In fact when we first moved here there was a news item in which this was discussed. A representative of the Guild Of Pharmacists came on TV and outright lied, saying that the reason pharmacists did this was because Generics were not as good as branded medicines. Now IF that were true (it’s not) that means that pharmacists all over New Zealand are dispensing substandard medicines on prescription – which I highly doubt.

It’s all about the money.

I have flicked the Guild an email about this – as I am curious as to their take on pharmacy staff lying to customers to try and convince us to pay more for medicines than we should.

In the meantime – some searching shows that online pharmacies here in New Zealand suffer the same issue – only allowing you  to buy Nurofen. However – after some digging around - One Click Pharmacy in the UK will ship here with a shipping fee of £13.99 (which is a flat fee). Now that’s a lot of money – but then they are only charging £1.35 for 48 Ibuprofen 400mg tablets – which is equivalent to 96 200mg Nurofens. So because of the postage you need to bulk buy – you can buy a maximum of 3 packets.

  • 3 x 48 Ibuprofen 400mg         £4.08 (That’s equivalent to 288 Nurofen 200mg Tablets)
  • Postage                                            £13.99
  • Total                                                 £18.07
  • Total NZ$ (2:1)                            $36.14
  • Cost of 96 Nurofen 200mg     $20.99 (Cheapest price I have found in NZ)
  • Cost of 288 Nurofen 200mg  $62.97
  • Saved                                               $26.83

Now since its a flat fee postage – I thought I would look at other items I want.

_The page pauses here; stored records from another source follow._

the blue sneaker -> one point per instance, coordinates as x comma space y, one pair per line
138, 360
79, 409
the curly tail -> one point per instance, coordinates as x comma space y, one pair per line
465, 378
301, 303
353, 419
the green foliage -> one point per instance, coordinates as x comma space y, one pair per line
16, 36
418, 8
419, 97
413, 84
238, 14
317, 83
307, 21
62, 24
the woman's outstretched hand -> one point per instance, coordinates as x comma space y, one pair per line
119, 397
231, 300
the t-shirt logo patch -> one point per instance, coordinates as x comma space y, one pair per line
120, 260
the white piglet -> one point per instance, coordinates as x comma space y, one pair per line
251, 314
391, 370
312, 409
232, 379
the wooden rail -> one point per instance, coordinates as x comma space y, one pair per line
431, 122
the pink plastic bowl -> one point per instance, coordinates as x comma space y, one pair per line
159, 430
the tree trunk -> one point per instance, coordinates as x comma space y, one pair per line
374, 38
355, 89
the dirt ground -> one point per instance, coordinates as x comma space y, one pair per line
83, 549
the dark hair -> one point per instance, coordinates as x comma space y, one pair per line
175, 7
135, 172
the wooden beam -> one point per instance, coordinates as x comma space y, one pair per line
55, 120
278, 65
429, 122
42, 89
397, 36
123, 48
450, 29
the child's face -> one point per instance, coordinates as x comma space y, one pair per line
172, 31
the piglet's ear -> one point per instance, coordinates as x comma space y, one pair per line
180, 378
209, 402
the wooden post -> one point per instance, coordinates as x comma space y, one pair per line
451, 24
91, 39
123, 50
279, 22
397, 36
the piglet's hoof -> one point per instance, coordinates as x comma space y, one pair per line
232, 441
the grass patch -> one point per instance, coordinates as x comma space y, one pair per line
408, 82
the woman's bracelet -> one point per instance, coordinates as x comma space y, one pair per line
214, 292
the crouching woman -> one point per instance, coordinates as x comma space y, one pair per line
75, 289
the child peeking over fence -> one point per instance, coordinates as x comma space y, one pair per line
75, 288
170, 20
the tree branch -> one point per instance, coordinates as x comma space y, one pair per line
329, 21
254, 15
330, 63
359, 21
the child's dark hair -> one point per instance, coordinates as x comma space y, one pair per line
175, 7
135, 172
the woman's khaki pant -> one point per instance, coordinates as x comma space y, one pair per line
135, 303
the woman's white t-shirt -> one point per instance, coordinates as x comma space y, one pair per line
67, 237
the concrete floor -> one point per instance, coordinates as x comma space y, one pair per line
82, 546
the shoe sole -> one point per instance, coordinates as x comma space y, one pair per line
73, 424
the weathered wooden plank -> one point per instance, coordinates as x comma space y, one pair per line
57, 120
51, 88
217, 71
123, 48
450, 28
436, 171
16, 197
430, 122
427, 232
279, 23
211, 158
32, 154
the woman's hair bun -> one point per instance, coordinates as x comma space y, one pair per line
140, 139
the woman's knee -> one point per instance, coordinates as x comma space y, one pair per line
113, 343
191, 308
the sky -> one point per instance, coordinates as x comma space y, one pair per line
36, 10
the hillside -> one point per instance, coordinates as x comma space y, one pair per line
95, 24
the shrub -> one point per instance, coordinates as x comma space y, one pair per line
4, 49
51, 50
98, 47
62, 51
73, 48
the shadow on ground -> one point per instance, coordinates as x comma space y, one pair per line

Paracetamol ( you can buy a maximum of 32 tablets at a time – that’s UK law) – 35p or 70c. The cheapest you can find here is $2.99 for 20. Syndol – which I use for really bad headaches is £4.50 or $9.00 whereas here it’s $16.99 (I would also recommend buying heayfever tablets from here as well if you need them and know what you want).

That takes our total savings on one order to a whopping $37.11.

May as well make the most of the exchange rate and refuse to be ripped off.